In this case, the Complainant, which is not proficient in Turkish, will have to incur considerable expense if it is forced to translate the Complaint into Turkish. Noting that the Respondent was notified of the present proceeding in both English and Turkish, and noting that the Respondent did not comment on the language of the proceeding, and the Respondent’s subsequent failure to file any substantive response to the Complaint, the Panel determines English to be the language of this proceeding.

6. 2. Substantive Issues

Paragraph 15(a) of the Rules requires the Panel to decide a complaint on the basis of the statements and documents submitted in accordance with the Policy, the Rules and any rules and principles of law that it deems applicable.

Under paragraph 4(a) of the Policy, the Complainant bears the burden of showing:

(i) that the disputed domain names are identical or confusingly similar to a trademark or service mark in which the Complainant has rights; and
(ii) that the Respondent has no rights or legitimate interests in respect of the disputed domain names; and
(iii) that the disputed domain names have been registered and are being used in bad faith.

Paragraph 4(a) of the Policy states that the Complainant bears the burden of proving that all these requirements are fulfilled, even if the Respondent has not replied to the Complainant’s contentions. (see, Stanworth Development Limited v. E Net Marketing Ltd., WIPO Case No. D2007-1228.)

However, concerning the uncontested information provided by the Complainant, the Panel may, where relevant, accept the provided reasonable factual allegations in the Complaint as true. See, section 4.3 of the WIPO Overview of WIPO Panel Views on Selected UDRP Questions, Third Edition (“WIPO Overview 3.0”).

It is further noted that the Panel has taken note of the WIPO Overview 3.0 and, where appropriate, will decide consistent with the WIPO Overview 3.0.

A. Identical or Confusingly Similar

Based on the evidence submitted, the Panel finds that the Complainant has rights in the INSTAGRAM mark.

The trademark INSTAGRAM is wholly encompassed within the disputed domain names. The disputed domain names differ from the Complainant’s trademark INSTAGRAM merely by the addition of the descriptive term “user” separated by hyphens, as well as of the gTLD extensions “.com” and “.xyz”. The Panel further notes that given that the trademark remains clearly recognizable within the disputed domain names, the descriptive term “user” does not prevent a finding of confusing similarity. (See sections 1.8 and 1.11 of the WIPO Overview 3.0).

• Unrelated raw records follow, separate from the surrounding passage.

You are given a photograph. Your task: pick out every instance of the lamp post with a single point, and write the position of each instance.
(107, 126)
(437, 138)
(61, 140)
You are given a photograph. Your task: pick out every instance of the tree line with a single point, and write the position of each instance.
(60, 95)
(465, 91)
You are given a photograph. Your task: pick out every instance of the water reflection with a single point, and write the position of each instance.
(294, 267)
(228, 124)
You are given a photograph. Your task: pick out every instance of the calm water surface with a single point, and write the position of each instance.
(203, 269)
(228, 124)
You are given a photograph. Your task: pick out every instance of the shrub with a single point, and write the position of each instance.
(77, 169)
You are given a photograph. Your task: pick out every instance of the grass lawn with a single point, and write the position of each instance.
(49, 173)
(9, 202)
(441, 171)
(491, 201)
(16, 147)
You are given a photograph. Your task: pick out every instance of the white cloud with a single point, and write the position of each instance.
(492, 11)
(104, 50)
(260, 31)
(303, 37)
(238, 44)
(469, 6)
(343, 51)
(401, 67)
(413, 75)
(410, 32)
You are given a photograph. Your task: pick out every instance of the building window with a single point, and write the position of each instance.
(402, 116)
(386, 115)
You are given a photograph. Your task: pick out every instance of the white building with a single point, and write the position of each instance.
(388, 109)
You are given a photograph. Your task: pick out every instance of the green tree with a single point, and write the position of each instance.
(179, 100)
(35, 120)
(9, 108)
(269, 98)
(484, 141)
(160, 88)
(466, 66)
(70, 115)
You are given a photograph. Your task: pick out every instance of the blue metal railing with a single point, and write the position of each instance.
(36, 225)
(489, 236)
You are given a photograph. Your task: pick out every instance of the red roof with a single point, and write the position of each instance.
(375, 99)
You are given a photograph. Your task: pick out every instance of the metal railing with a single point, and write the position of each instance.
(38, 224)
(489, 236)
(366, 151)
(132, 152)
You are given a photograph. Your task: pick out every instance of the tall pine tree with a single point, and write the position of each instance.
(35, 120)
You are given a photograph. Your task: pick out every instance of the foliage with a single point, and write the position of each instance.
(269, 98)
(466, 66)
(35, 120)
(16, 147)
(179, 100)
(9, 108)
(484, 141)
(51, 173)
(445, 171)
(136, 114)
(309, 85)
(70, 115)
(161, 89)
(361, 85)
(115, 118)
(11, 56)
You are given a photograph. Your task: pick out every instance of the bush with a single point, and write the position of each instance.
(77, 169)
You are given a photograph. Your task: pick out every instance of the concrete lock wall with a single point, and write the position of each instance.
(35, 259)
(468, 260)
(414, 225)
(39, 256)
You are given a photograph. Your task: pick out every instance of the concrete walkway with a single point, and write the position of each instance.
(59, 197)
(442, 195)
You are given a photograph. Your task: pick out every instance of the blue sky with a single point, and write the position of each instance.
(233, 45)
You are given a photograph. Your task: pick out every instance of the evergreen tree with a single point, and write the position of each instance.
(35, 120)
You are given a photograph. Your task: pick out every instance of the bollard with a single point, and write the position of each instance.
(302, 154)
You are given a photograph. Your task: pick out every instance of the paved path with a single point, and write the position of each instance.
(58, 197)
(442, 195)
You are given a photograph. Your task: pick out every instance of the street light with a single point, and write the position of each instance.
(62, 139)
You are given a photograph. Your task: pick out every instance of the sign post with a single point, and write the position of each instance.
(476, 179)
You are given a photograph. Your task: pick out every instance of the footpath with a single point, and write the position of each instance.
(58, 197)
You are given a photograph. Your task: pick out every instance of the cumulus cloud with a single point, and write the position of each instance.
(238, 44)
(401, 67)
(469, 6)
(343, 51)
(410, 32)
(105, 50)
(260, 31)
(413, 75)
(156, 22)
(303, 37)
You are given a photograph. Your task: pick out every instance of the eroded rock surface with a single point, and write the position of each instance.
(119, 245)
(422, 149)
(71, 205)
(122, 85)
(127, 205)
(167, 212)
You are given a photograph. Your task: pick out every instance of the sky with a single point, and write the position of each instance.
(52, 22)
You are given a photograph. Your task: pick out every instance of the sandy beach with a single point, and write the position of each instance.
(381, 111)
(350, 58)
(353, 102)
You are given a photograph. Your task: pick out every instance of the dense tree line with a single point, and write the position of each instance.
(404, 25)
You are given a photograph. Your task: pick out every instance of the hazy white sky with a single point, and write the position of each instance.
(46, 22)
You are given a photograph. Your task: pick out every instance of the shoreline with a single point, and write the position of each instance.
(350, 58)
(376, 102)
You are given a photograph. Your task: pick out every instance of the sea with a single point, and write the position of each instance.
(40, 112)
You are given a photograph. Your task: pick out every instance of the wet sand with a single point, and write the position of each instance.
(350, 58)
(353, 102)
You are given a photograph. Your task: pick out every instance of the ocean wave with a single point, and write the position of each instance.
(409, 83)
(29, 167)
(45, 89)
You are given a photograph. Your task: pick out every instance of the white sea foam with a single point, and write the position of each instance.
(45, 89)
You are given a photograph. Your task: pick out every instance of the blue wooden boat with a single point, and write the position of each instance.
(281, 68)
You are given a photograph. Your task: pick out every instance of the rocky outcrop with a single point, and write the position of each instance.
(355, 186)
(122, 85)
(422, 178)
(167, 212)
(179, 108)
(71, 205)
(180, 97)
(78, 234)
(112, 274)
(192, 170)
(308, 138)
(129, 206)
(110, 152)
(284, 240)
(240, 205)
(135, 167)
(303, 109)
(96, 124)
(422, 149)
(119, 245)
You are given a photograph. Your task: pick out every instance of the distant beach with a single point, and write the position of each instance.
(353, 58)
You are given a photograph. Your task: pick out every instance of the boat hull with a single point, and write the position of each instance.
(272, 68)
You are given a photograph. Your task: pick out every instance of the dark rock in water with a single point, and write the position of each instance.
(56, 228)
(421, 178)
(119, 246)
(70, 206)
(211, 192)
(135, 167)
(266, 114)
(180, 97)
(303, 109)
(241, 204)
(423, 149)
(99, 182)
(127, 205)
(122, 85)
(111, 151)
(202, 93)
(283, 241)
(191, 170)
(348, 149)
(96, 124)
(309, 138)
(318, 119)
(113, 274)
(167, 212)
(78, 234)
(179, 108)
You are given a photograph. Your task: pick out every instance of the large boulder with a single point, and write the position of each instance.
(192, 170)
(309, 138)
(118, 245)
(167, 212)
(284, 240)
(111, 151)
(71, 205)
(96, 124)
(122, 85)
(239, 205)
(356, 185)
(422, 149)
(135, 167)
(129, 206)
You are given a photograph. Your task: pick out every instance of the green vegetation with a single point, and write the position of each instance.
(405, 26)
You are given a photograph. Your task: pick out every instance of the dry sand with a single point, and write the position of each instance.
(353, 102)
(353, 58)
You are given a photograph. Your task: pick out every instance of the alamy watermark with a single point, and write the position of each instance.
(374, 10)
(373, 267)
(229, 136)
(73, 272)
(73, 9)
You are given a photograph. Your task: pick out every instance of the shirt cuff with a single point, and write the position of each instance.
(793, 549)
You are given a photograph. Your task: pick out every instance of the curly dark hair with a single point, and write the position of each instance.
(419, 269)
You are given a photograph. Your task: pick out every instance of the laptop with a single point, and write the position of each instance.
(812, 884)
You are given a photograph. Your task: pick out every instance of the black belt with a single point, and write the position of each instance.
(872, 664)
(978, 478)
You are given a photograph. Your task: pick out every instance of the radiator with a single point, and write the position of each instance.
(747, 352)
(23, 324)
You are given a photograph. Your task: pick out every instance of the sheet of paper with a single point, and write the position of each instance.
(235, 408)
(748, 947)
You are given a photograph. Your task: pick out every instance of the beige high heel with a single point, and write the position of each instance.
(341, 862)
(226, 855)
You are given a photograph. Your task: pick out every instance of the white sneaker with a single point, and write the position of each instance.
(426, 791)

Previous UDRP decisions have found that the mere addition of symbols such as a hyphen or of descriptive terms (such as “user”) to a trademark in a domain name do not avoid a finding of confusing similarity. This has been held in many UDRP cases (see, Instagram, LLC v. Omer Ulku, WIPO Case No. D2018-1700, Inter-IKEA Systems B.V. v. Evezon Co. Ltd., WIPO Case No. D2000-0437; Volvo Trademark Holding AB v. SC-RAD Inc., WIPO Case No. D2003-0601; Wal-Mart Stores, Inc. v. Lars Stork, WIPO Case No. D2000-0628).

The Panel has also concluded that the addition of a hyphen is not sufficient to diminish the confusing similarity between disputed domain names and the Complainant's trademark. (See, Scottgames, LLC v. Ong Dai Vu Hao, Tran Tich Quan, Delvin Dragon and Tran Dai, WIPO Case No. D2016-1367)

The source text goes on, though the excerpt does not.